Negative interest rates in Japan and Europe have played a major role in market volatility this year, hitting banks’ profitability and signaling central bank failure to spark inflation to prescribed targets. Falling commodity prices have added to concerns over deflation.
“Strikingly, the slide on stock markets steepened exactly when interest rates were pushed noticeably into negative territory,” Donay wrote in a recent research note.
However, investor fears are contradicted by economic fundamentals, which he said “have shown little sign of turning for the worse”.
Therefore, Donay believes if at least one of three broad shifts start to occur, it would encourage a more balanced view of economic fundamentals and trigger a sustainable rally:
- Oil prices stabilising around $45-$50 per barrel, which should promote inflation and ease default risks for energy companies. “But daily production needs to fall by around 1.5 million barrels to rebalance supply and demand, which will take several months,” Donay said.
- The second concerns negative interest rates. Developed-economy central banks would need to reverse monetary policy, which would include bringing European Central Bank and Bank of Japan short-term interest rates back into positive territory.

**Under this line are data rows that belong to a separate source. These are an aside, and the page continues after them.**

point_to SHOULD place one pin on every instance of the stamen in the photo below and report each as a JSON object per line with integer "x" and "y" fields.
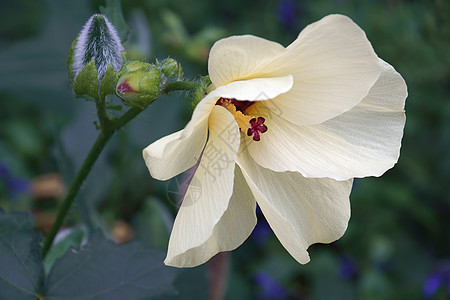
{"x": 249, "y": 124}
{"x": 257, "y": 128}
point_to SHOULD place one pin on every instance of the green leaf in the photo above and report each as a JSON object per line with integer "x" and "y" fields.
{"x": 104, "y": 270}
{"x": 109, "y": 81}
{"x": 86, "y": 83}
{"x": 72, "y": 239}
{"x": 21, "y": 268}
{"x": 113, "y": 11}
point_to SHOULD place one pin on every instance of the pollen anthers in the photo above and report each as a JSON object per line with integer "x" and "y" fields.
{"x": 249, "y": 124}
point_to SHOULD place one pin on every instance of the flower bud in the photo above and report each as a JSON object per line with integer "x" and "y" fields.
{"x": 139, "y": 84}
{"x": 169, "y": 67}
{"x": 98, "y": 41}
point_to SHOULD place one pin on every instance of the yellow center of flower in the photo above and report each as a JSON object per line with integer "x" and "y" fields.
{"x": 248, "y": 124}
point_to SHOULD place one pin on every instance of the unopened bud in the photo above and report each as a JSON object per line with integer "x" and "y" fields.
{"x": 169, "y": 67}
{"x": 139, "y": 84}
{"x": 97, "y": 41}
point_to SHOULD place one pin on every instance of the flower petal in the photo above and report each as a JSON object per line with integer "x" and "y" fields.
{"x": 230, "y": 232}
{"x": 179, "y": 151}
{"x": 209, "y": 192}
{"x": 334, "y": 66}
{"x": 256, "y": 89}
{"x": 235, "y": 58}
{"x": 364, "y": 141}
{"x": 301, "y": 211}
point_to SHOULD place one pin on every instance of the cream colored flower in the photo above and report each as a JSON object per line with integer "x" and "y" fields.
{"x": 287, "y": 128}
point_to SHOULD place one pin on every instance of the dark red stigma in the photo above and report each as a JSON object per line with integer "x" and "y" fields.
{"x": 257, "y": 128}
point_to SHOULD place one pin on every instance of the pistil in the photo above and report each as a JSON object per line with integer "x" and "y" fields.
{"x": 252, "y": 126}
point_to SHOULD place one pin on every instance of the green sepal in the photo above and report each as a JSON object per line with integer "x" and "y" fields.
{"x": 138, "y": 84}
{"x": 108, "y": 84}
{"x": 86, "y": 84}
{"x": 201, "y": 91}
{"x": 70, "y": 61}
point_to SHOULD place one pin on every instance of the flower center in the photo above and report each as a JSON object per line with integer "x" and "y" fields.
{"x": 252, "y": 126}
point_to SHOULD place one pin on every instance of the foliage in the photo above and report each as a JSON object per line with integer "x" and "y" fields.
{"x": 397, "y": 240}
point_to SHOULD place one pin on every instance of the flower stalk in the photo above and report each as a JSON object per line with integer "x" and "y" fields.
{"x": 107, "y": 129}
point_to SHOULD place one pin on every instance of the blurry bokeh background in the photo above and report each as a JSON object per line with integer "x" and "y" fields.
{"x": 397, "y": 245}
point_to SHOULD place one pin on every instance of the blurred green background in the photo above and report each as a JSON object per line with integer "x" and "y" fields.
{"x": 397, "y": 245}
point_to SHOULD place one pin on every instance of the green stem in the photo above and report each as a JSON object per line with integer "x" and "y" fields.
{"x": 102, "y": 139}
{"x": 96, "y": 149}
{"x": 180, "y": 85}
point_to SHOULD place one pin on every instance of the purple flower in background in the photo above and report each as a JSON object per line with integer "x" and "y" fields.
{"x": 348, "y": 268}
{"x": 287, "y": 13}
{"x": 438, "y": 278}
{"x": 14, "y": 185}
{"x": 270, "y": 289}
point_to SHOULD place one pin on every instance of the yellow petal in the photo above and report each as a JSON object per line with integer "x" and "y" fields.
{"x": 229, "y": 233}
{"x": 208, "y": 194}
{"x": 334, "y": 66}
{"x": 256, "y": 89}
{"x": 301, "y": 211}
{"x": 236, "y": 57}
{"x": 177, "y": 152}
{"x": 365, "y": 141}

But he calls this unlikely in the near term.
- International cooperation to drive “a strong new policy mix, including a fiscal component, to dispel deflationary pressures in the developed world”. However, he pointed out that no major initiatives resulted from the recent G-20 meeting last month.

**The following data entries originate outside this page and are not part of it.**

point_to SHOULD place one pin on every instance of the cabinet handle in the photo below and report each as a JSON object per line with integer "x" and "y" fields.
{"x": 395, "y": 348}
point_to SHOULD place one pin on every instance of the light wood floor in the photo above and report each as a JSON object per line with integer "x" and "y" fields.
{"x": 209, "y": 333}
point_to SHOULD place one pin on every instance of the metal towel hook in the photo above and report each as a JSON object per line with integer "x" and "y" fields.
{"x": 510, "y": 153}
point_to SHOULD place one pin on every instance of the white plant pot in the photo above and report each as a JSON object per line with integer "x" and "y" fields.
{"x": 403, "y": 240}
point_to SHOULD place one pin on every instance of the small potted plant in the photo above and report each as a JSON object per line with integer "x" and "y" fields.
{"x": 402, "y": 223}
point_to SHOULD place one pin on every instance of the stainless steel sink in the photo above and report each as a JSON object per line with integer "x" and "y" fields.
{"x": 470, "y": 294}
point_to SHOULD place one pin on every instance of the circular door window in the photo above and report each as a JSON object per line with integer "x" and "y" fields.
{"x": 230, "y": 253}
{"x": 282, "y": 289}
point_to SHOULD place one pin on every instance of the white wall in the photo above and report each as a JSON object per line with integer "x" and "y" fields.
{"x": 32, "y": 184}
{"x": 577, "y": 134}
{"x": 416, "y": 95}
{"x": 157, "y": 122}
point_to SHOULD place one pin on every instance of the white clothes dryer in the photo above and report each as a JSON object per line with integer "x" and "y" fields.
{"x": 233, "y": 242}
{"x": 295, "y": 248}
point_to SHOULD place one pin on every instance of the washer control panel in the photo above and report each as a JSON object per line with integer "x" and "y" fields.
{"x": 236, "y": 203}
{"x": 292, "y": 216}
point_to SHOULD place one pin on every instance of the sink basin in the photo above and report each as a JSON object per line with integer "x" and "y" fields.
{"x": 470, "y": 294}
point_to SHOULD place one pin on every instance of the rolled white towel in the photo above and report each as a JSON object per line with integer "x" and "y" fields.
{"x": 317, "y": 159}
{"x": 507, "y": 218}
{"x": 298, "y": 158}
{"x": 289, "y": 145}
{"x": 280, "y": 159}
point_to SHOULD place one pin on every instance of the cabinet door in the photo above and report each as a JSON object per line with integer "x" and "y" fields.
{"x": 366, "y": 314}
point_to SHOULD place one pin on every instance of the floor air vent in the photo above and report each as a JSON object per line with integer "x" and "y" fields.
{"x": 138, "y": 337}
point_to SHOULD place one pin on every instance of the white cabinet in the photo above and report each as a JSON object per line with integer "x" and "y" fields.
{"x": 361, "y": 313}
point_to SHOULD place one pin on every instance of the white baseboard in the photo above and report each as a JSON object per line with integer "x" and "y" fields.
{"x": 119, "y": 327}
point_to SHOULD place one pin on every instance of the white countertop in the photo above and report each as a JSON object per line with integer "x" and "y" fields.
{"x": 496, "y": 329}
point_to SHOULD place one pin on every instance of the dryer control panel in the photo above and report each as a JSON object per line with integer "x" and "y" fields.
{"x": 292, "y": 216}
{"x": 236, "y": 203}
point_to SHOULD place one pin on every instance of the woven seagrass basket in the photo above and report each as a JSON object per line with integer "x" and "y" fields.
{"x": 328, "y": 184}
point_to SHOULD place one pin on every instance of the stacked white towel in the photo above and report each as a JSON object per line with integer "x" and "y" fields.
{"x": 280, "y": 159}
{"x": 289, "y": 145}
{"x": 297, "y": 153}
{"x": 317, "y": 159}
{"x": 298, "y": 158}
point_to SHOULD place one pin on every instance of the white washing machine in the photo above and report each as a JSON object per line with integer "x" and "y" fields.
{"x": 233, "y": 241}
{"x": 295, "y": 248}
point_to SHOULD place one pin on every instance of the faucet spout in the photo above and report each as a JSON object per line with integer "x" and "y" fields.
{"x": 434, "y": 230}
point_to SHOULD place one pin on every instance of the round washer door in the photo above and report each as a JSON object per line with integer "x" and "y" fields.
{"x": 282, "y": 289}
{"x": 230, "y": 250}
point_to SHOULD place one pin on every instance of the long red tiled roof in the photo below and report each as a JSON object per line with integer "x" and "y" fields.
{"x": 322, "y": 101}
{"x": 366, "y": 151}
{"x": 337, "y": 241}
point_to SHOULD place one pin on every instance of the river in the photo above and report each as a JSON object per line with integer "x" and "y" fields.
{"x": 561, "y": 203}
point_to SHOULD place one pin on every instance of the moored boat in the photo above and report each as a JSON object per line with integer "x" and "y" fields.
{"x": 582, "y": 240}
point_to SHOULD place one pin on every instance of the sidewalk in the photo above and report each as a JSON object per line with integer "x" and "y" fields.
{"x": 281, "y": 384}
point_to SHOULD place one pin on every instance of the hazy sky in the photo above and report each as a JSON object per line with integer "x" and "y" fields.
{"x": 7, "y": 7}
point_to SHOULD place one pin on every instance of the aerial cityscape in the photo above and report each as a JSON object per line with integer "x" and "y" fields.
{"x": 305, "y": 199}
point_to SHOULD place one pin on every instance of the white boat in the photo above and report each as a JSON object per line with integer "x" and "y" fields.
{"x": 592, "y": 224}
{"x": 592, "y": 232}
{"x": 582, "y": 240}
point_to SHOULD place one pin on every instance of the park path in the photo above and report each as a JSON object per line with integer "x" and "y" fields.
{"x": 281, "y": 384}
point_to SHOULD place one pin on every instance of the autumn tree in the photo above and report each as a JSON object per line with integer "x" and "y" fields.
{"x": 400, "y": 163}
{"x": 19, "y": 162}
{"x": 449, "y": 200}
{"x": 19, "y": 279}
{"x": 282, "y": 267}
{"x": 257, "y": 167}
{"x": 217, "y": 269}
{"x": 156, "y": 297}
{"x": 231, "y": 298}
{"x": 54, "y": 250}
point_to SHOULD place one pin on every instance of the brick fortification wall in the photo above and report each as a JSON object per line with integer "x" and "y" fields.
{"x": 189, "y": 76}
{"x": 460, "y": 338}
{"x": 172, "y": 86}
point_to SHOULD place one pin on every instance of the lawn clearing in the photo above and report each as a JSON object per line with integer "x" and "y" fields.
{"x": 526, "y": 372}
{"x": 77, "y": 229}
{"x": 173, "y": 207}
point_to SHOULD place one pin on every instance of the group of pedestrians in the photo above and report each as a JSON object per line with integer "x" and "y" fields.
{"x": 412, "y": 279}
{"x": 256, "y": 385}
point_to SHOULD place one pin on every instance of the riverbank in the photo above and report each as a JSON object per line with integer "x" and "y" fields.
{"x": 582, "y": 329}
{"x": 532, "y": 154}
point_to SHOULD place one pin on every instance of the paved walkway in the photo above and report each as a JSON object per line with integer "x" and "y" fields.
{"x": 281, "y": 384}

“In the absence of these fundamental changes, rebounds on equity markets are still possible — such as over the past week — but are likely to prove weak and short-lived,” Donay wrote.
The ECB’s monetary policy meeting on March 10th will be closely watched as authorities could push interest rates down further into negative territory, to -0.5% by June, he believes.
"Nevertheless, other [ECB] measures such as extension of its asset purchases, for instance to corporate bonds, could help to reassure markets, at least temporarily.”